一:在对Resource Agent进行处理时,主要用到以下方法:
1:获取可用资源类型:
crm(live)# ra help
This level contains commands which show various information about
the installed resource agents. It is available both at the top
level and at the `configure` level.
Available commands:
classes list classes and providers
list list RA for a class (and provider)
meta show meta data for a RA
providers show providers for a RA and a class
quit exit the program
help show help
end go back one level
crm(live)# ra classes
heartbeat
lsb
ocf / heartbeat linbit lvm2 ocfs2 pacemaker
stonith
crm(live)# ra list ocf
AoEtarget AudibleAlarm CTDB ClusterMon Delay
Dummy EvmsSCC Evmsd Filesystem HealthCPU
HealthSMART ICP IPaddr IPaddr2 IPsrcaddr
IPv6addr LVM LinuxSCSI MailTo ManageRAID
ManageVE NodeUtilization Pure-FTPd Raid1 Route
SAPDatabase SAPInstance SendArp ServeRAID SphinxSearchDaemon
Squid Stateful SysInfo SystemHealth VIPArip
VirtualDomain WAS WAS6 WinPopup Xen
Xinetd anything apache asterisk clvmd
cmirrord conntrackd controld db2 drbd
eDir88 ethmonitor exportfs fio iSCSILogicalUnit
iSCSITarget ids iscsi jboss ldirectord
lxc mysql mysql-proxy named nfsserver
nginx o2cb oracle oralsnr pgsql
ping pingd portblock postfix proftpd
rsyncd rsyslog scsi2reservation sfex slapd
symlink syslog-ng tomcat varnish vmware
crm(live)# ra list stonith
apcmaster apcmastersnmp apcsmart baytech
bladehpi cyclades drac3 external/drac5
external/dracmc-telnet external/hetzner external/hmchttp external/ibmrsa
external/ibmrsa-telnet external/ipmi external/ippower9258 external/kdumpcheck
external/libvirt external/nut external/rackpdu external/riloe
external/sbd external/vcenter external/vmware external/xen0
external/xen0-ha ibmhmc ipmilan meatware
nw_rpc100s rcd_serial rps10 suicide
wti_mpc wti_nps
2:查看Resource Agent的具体用法
A:通过crm获取
crm(live)# ra meta ocf:heartbeat:apache
Manages an Apache web server instance (ocf:heartbeat:apache)

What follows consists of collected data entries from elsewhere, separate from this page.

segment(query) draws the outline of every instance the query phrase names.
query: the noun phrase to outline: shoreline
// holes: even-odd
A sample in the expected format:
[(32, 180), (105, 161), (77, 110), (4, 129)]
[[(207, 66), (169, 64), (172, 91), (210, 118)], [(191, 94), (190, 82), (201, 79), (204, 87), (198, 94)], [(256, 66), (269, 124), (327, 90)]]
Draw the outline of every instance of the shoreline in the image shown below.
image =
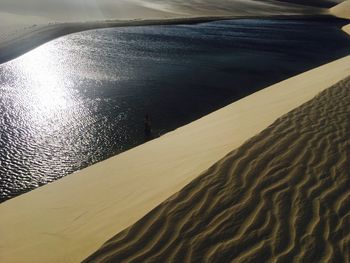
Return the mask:
[(280, 116), (349, 75), (347, 56), (0, 204), (2, 259), (83, 260)]
[(97, 22), (57, 23), (32, 27), (33, 30), (23, 35), (0, 43), (0, 64), (11, 61), (56, 38), (94, 29), (136, 27), (136, 26), (162, 26), (162, 25), (193, 25), (223, 20), (236, 19), (276, 19), (276, 20), (308, 20), (308, 19), (338, 19), (332, 14), (311, 15), (266, 15), (266, 16), (210, 16), (187, 17), (171, 19), (134, 19), (134, 20), (107, 20)]
[[(329, 9), (329, 13), (335, 17), (350, 20), (350, 0), (345, 0)], [(342, 30), (350, 36), (350, 24), (344, 25)]]

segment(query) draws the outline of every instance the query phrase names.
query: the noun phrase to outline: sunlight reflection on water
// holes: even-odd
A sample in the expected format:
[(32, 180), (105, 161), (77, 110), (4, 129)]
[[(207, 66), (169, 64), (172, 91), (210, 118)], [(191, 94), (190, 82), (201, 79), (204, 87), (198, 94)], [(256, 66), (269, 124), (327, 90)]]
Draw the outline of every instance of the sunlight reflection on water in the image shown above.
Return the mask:
[(67, 74), (69, 57), (59, 52), (60, 44), (60, 41), (51, 42), (29, 52), (11, 69), (18, 74), (13, 84), (24, 88), (23, 102), (28, 116), (37, 125), (67, 109), (77, 99), (69, 89), (73, 86)]
[(81, 126), (96, 121), (74, 83), (72, 64), (79, 67), (82, 60), (67, 52), (72, 45), (70, 38), (58, 39), (0, 68), (0, 172), (6, 175), (1, 196), (13, 186), (36, 187), (57, 179), (58, 171), (63, 176), (91, 161), (79, 151), (91, 143), (94, 129), (85, 135)]

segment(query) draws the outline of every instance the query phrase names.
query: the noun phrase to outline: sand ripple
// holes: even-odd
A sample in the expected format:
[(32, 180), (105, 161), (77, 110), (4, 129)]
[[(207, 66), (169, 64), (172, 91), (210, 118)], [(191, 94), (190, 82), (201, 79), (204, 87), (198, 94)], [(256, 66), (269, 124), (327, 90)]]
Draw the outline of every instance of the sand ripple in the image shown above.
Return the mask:
[(85, 262), (350, 262), (349, 114), (350, 78), (278, 119)]

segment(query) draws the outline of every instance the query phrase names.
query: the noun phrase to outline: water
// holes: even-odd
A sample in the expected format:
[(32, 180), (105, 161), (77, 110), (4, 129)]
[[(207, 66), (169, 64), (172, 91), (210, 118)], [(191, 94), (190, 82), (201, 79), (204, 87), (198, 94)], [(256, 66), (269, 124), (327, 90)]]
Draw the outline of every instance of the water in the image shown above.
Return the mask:
[(343, 23), (93, 30), (0, 65), (1, 201), (143, 143), (145, 113), (162, 134), (349, 54)]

This is the resource agent for the Apache web server.
This resource agent operates both version 1.x and version 2.x Apache
servers.
The start operation ends with a loop in which monitor is
repeatedly called to make sure that the server started and that
it is operational. Hence, if the monitor operation does not
succeed within the start operation timeout, the apache resource
will end with an error status.
The monitor operation by default loads the server status page
which depends on the mod_status module and the corresponding
configuration file (usually /etc/apache2/mod_status.conf).
Make sure that the server status page works and that the access
is allowed *only* from localhost (address 127.0.0.1).
See the statusurl and testregex attributes for more details.
See also http://httpd.apache.org/
Parameters (* denotes required, [] the default):
configfile (string, [/etc/apache2/httpd.conf]): configuration file path
The full pathname of the Apache configuration file.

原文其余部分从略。